34

I have a very simple question :

I want to update multiple documents to elasticsearch. Sometimes the document already exists but sometimes not. I don't want to use a get request to check the existence of the document (this is decreasing my performance). I want to use directly my update request to index the document directly if it doesn't exist yet.

I know that we can use upsert to create a non existing field when updating a document, but this is not what I want. I want to index the document if it doesn't exist. I don't know if upsert can do this.

Can you provide me some explaination ?

Thanks in advance!

razafinr
  • 932
  • 2
  • 10
  • 15

5 Answers5

63

This is doable using the update api. It does require that you define the id of each document, since the update api requires the id of the document to determine its presence.

Given an index created with the following documents:

PUT /cars/car/1 
{ "color": "blue", "brand": "mercedes" }
PUT /cars/car/2
{ "color": "blue", "brand": "toyota" }

We can get the upsert functionality you want using the update api with the following api call.

POST /cars/car/3/_update
{
    "doc": {
        "color" : "brown",
        "brand" : "ford"
    },
    "doc_as_upsert" : true
}

This api call will add the document to the index since it does not exist.

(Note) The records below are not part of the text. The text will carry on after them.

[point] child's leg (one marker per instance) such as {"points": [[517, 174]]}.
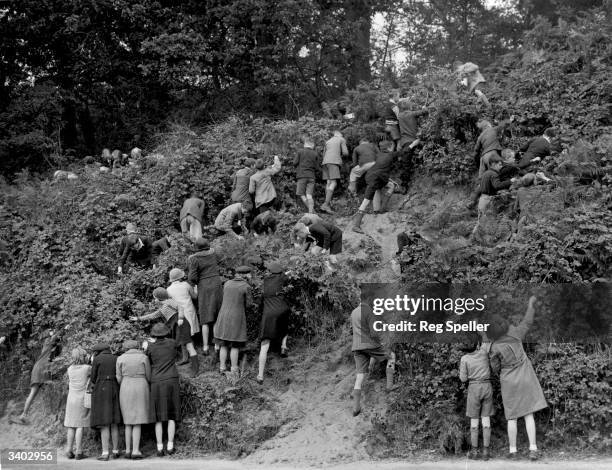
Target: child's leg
{"points": [[79, 440], [530, 427], [263, 356], [486, 431], [69, 439], [128, 438], [205, 333], [474, 433], [223, 359], [512, 435]]}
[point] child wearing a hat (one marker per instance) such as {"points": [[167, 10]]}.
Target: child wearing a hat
{"points": [[204, 275], [165, 397], [230, 330], [474, 368], [275, 316], [521, 391]]}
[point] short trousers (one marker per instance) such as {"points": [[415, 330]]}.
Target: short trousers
{"points": [[393, 130], [331, 171], [362, 358], [305, 186], [480, 400], [230, 344], [360, 170], [374, 184]]}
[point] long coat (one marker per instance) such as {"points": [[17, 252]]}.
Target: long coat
{"points": [[275, 317], [133, 371], [204, 273], [521, 390], [77, 416], [105, 408], [183, 293], [231, 323]]}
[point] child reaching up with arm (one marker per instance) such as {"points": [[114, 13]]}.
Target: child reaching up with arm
{"points": [[521, 391], [474, 369]]}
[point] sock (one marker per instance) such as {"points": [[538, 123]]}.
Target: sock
{"points": [[474, 437], [486, 436]]}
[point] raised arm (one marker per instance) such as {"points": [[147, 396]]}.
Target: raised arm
{"points": [[527, 321]]}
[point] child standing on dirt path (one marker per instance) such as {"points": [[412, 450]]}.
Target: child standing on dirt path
{"points": [[377, 179], [367, 351], [521, 391], [335, 149], [474, 368], [306, 162]]}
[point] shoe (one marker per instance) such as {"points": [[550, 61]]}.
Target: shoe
{"points": [[327, 208], [18, 420]]}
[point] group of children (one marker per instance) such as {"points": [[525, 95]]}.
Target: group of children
{"points": [[500, 351]]}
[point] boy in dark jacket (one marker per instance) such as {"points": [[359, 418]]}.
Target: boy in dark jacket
{"points": [[377, 179], [306, 161]]}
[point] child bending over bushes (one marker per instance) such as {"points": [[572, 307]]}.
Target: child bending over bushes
{"points": [[521, 391]]}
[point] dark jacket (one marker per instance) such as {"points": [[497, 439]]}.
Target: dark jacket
{"points": [[324, 233], [128, 251], [409, 125], [491, 183], [306, 162], [538, 147], [162, 354], [202, 265], [382, 169], [241, 181], [364, 153], [194, 207]]}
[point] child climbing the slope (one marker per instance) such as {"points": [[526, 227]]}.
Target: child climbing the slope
{"points": [[521, 391], [474, 368]]}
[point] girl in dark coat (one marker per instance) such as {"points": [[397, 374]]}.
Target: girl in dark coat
{"points": [[521, 391], [40, 372], [105, 407], [204, 273], [274, 321], [165, 399]]}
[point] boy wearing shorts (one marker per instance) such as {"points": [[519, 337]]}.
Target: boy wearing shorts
{"points": [[306, 162], [367, 351], [474, 368]]}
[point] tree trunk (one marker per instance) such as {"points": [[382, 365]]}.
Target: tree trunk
{"points": [[359, 20]]}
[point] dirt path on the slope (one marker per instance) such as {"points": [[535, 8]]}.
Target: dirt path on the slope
{"points": [[216, 464], [323, 430]]}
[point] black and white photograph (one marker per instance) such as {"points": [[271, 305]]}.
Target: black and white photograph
{"points": [[306, 234]]}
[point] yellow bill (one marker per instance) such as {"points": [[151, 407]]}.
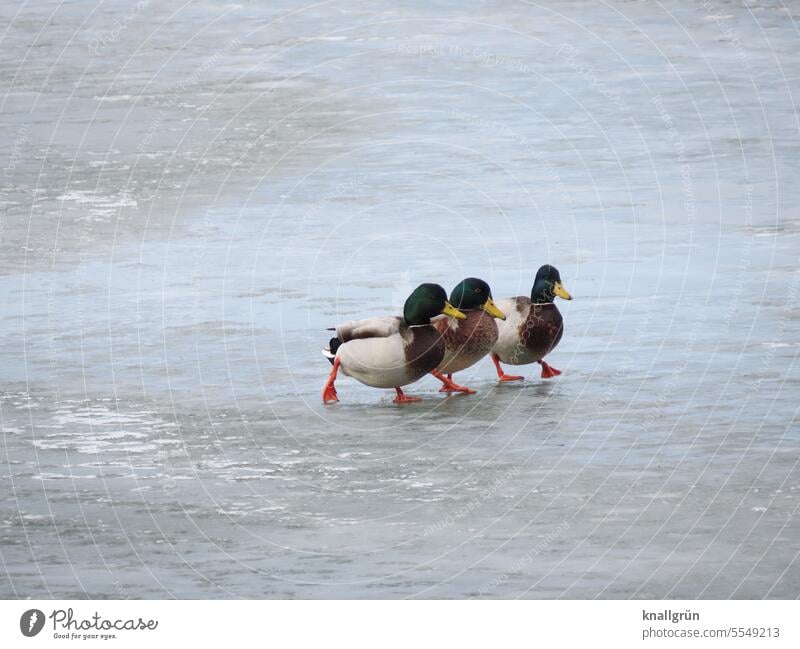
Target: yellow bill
{"points": [[561, 292], [491, 308], [450, 310]]}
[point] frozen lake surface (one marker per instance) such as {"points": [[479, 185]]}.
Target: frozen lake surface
{"points": [[192, 194]]}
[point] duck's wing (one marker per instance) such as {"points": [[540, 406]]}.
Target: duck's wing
{"points": [[361, 330], [368, 328]]}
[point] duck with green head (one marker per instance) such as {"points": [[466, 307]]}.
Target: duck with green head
{"points": [[467, 340], [533, 326], [391, 352]]}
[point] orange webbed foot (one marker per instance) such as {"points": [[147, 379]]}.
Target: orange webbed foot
{"points": [[404, 398], [329, 391], [548, 371], [449, 386]]}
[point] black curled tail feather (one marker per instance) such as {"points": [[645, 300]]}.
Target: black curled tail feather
{"points": [[329, 352]]}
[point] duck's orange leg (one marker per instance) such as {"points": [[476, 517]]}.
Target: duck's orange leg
{"points": [[404, 398], [449, 386], [329, 391], [501, 374], [548, 371]]}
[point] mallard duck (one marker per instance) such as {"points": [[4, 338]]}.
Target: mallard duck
{"points": [[469, 340], [533, 327], [391, 352]]}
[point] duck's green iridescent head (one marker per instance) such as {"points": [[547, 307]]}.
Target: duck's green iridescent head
{"points": [[547, 286], [473, 293], [426, 302]]}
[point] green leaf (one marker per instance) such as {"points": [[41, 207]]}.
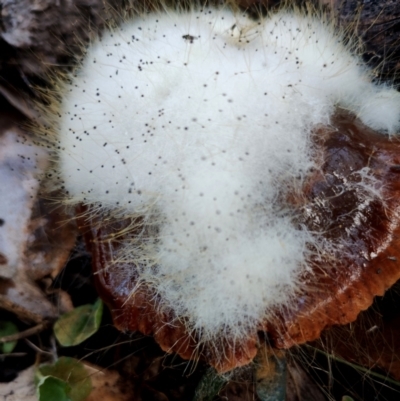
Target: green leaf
{"points": [[65, 380], [7, 329], [209, 386], [78, 325], [270, 372], [50, 388]]}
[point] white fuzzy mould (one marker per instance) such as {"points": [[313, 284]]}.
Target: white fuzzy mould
{"points": [[201, 122]]}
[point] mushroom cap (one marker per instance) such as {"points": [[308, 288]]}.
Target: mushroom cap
{"points": [[337, 286]]}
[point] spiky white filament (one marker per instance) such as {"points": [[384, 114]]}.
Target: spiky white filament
{"points": [[201, 122]]}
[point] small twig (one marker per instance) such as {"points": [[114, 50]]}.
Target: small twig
{"points": [[36, 348], [13, 354], [26, 333]]}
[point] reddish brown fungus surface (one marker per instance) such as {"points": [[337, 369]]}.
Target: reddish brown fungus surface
{"points": [[339, 285]]}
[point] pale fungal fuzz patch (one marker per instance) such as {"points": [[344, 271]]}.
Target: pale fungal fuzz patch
{"points": [[201, 122]]}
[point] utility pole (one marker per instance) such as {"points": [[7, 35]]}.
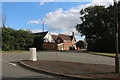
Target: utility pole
{"points": [[117, 45], [43, 26]]}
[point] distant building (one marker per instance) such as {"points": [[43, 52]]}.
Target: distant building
{"points": [[81, 44]]}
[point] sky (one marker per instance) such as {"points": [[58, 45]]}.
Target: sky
{"points": [[59, 17]]}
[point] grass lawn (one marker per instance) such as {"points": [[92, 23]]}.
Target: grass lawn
{"points": [[15, 51], [103, 54]]}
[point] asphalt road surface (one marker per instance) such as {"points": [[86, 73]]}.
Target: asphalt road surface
{"points": [[12, 69]]}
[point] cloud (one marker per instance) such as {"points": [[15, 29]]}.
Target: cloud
{"points": [[35, 30], [62, 20], [34, 22], [45, 1]]}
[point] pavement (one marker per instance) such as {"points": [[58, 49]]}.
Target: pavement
{"points": [[19, 71], [74, 69]]}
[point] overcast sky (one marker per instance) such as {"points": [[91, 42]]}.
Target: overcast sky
{"points": [[59, 17]]}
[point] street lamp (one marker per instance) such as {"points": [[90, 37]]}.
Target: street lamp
{"points": [[117, 45]]}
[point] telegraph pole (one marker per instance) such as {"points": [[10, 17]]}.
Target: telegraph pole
{"points": [[117, 45], [43, 26]]}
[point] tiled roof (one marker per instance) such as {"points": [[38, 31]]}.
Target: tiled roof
{"points": [[64, 37], [54, 36]]}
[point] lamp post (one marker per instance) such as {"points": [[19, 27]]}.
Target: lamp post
{"points": [[117, 46]]}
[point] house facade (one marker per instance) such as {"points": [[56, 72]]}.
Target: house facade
{"points": [[58, 42]]}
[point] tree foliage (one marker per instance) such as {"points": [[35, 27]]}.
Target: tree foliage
{"points": [[98, 27]]}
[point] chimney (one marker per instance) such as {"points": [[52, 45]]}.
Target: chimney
{"points": [[72, 33]]}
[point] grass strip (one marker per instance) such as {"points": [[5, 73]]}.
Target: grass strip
{"points": [[15, 51]]}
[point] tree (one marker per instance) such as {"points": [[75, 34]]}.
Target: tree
{"points": [[3, 21], [98, 27]]}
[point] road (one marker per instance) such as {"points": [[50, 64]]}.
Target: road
{"points": [[15, 70]]}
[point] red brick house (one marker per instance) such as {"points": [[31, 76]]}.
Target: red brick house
{"points": [[58, 42], [65, 42]]}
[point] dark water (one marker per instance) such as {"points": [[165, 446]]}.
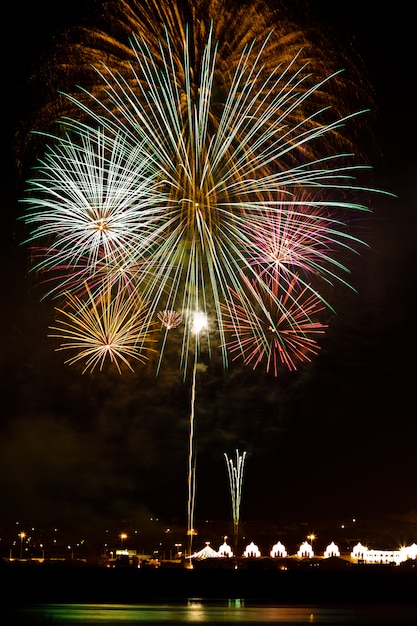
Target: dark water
{"points": [[197, 611]]}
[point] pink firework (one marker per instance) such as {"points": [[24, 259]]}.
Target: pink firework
{"points": [[169, 318], [281, 332], [293, 236]]}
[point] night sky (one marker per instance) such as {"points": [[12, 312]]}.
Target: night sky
{"points": [[335, 440]]}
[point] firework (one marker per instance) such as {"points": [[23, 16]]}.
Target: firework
{"points": [[281, 332], [235, 474], [186, 187], [169, 319], [90, 201], [104, 328]]}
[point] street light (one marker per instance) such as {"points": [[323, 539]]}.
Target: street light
{"points": [[22, 535]]}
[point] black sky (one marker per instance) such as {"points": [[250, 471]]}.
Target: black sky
{"points": [[335, 440]]}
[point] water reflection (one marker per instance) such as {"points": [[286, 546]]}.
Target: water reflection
{"points": [[196, 611]]}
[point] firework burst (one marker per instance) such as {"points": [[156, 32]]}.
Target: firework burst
{"points": [[108, 327], [283, 329], [190, 189]]}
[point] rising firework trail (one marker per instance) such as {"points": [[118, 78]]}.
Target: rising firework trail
{"points": [[235, 475]]}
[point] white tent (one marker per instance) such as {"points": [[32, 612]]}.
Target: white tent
{"points": [[206, 553]]}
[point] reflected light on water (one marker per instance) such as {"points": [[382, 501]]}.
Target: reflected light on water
{"points": [[195, 611]]}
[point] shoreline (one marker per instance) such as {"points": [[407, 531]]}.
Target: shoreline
{"points": [[37, 584]]}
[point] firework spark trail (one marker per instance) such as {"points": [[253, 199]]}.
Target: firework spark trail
{"points": [[235, 475], [204, 167]]}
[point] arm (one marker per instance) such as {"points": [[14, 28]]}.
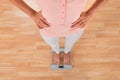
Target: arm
{"points": [[85, 16], [95, 6], [24, 7], [38, 18]]}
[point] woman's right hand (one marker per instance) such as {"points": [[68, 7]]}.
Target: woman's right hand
{"points": [[40, 21]]}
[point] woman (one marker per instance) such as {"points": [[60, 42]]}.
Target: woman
{"points": [[60, 18]]}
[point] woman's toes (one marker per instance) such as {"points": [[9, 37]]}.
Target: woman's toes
{"points": [[66, 58]]}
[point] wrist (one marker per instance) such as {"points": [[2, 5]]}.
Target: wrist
{"points": [[90, 13], [32, 13]]}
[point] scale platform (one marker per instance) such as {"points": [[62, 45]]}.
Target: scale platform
{"points": [[61, 66]]}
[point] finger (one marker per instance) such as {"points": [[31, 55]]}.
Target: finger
{"points": [[39, 26], [82, 25], [82, 21], [43, 24], [46, 22], [74, 25], [77, 21]]}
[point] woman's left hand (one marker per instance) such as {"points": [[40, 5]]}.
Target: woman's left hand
{"points": [[81, 21]]}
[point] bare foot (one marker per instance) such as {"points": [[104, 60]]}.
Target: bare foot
{"points": [[66, 59], [56, 58]]}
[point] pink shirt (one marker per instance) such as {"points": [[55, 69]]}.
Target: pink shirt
{"points": [[61, 14]]}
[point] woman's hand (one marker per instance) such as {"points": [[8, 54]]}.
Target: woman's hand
{"points": [[40, 21], [82, 20]]}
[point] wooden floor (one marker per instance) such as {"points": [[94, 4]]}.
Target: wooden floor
{"points": [[25, 56]]}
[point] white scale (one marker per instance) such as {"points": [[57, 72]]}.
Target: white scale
{"points": [[61, 66]]}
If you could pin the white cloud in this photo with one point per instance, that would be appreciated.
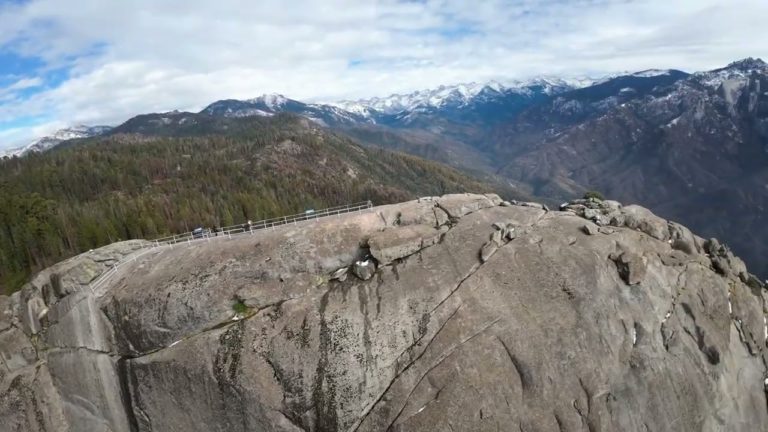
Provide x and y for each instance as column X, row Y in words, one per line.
column 146, row 55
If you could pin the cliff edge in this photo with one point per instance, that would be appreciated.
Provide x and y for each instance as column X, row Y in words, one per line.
column 460, row 312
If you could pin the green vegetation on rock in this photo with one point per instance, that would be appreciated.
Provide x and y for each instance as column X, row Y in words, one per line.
column 94, row 192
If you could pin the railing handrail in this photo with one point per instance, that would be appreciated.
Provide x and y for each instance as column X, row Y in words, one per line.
column 228, row 232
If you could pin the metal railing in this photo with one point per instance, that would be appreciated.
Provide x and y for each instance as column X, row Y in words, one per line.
column 229, row 232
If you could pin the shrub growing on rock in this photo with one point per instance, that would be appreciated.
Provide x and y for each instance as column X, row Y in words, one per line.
column 593, row 195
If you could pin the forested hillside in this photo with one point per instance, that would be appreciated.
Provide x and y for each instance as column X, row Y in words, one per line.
column 92, row 192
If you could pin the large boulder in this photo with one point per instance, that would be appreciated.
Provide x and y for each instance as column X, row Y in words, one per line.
column 472, row 314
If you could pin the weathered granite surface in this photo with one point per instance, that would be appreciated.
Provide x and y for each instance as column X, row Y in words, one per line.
column 481, row 315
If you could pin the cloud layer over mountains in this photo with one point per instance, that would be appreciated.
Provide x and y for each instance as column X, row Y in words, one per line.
column 64, row 62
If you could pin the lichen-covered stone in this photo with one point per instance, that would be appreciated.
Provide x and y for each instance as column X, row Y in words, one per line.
column 490, row 317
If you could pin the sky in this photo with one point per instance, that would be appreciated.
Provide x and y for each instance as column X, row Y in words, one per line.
column 66, row 62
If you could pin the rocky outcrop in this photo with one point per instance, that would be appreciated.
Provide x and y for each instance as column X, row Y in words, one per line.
column 460, row 312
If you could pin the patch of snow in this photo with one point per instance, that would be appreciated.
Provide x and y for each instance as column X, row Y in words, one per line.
column 652, row 73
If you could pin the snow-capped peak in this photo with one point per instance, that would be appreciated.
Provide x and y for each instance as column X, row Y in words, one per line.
column 748, row 64
column 447, row 95
column 649, row 73
column 271, row 100
column 48, row 142
column 738, row 71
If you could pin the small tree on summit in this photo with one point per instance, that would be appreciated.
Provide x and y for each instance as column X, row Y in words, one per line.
column 593, row 195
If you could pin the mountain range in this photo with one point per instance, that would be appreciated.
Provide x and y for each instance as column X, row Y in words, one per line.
column 692, row 147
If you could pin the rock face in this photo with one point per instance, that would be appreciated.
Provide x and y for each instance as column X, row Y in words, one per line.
column 478, row 315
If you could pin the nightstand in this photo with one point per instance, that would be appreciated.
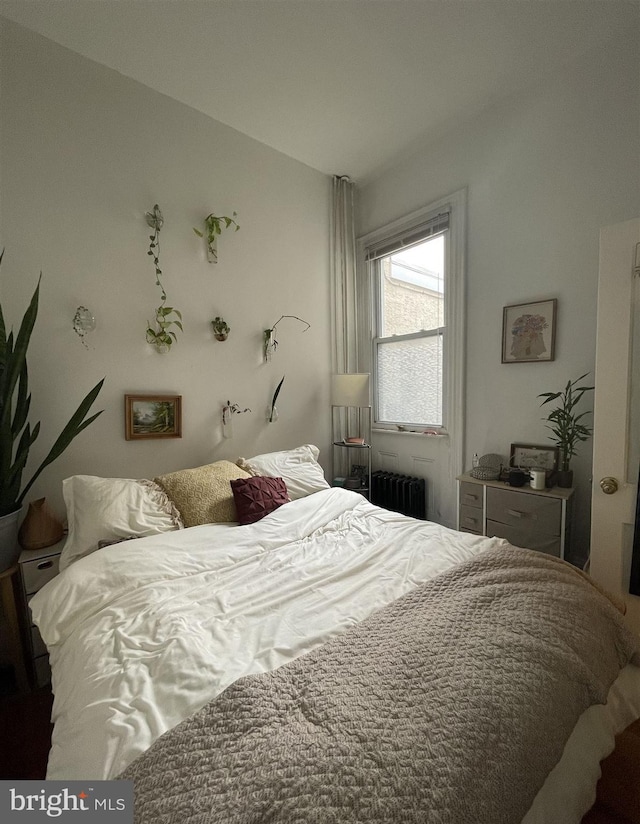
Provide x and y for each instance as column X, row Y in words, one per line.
column 37, row 567
column 530, row 518
column 8, row 597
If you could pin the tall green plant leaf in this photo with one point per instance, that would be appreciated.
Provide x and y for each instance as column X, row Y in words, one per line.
column 73, row 428
column 17, row 435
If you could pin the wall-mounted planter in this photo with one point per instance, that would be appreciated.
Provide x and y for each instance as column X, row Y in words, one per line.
column 221, row 328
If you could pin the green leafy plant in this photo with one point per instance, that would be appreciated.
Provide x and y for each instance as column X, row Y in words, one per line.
column 230, row 409
column 566, row 426
column 159, row 332
column 220, row 328
column 16, row 434
column 213, row 226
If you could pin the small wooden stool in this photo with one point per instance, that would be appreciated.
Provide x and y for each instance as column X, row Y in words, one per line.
column 7, row 596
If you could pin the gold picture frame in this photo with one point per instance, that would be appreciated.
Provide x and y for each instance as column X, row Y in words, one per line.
column 152, row 416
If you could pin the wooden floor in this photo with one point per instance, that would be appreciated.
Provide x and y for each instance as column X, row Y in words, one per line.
column 25, row 738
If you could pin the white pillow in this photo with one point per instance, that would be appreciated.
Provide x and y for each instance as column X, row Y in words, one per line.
column 108, row 509
column 298, row 467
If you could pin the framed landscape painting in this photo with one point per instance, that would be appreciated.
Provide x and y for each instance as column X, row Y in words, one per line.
column 152, row 416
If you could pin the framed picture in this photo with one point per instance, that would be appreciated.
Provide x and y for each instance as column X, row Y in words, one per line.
column 529, row 332
column 152, row 416
column 526, row 456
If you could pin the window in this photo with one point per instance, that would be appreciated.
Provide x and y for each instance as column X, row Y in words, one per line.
column 410, row 271
column 409, row 347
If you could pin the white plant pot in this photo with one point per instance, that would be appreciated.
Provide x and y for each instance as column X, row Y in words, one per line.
column 9, row 546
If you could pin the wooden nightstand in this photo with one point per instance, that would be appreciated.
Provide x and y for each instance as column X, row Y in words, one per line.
column 8, row 597
column 535, row 519
column 37, row 567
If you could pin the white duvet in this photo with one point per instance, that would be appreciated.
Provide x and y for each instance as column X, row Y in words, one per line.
column 143, row 633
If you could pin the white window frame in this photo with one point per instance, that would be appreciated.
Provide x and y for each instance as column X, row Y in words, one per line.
column 376, row 276
column 454, row 309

Running the call a second time after changing the color of the car, will update the document, instead of creating a new document.

POST /cars/car/3/_update
{
    "doc": {
        "color" : "black",
        "brand" : "ford"
    },
    "doc_as_upsert" : true
}
lisak
  • 21,611
  • 40
  • 152
  • 243
rclement
  • 1,664
  • 14
  • 10
  • 5
    I want to update the record base on the name field , instead of the id. So is it possible by upsert? – Sagar Vaghela Aug 01 '17 at 10:06
  • How to upsert based on a condition like say when the color is not black do the upsert? – user1870400 Jun 28 '18 at 08:14
  • I don't know how this was selected as the answer. The original author clearly said "I know that we can use upsert to create a non existing field when updating a document, but this is not what I want. I want to index the document if it doesn't exist.", and yet you are saying upsert will create or update... – xgmexgme May 04 '22 at 22:29
  • If you want to do this in Python API, check out [this question](https://stackoverflow.com/q/33226831/7122272). – Jaroslav Bezděk Aug 05 '22 at 08:44
8

AFAIK when you index the documents (with a PUT call), the existing version gets replaced with the newer version. If the document did not exist, it gets created. There is no need to make a distinction between INSERT and UPDATE in ElasticSearch.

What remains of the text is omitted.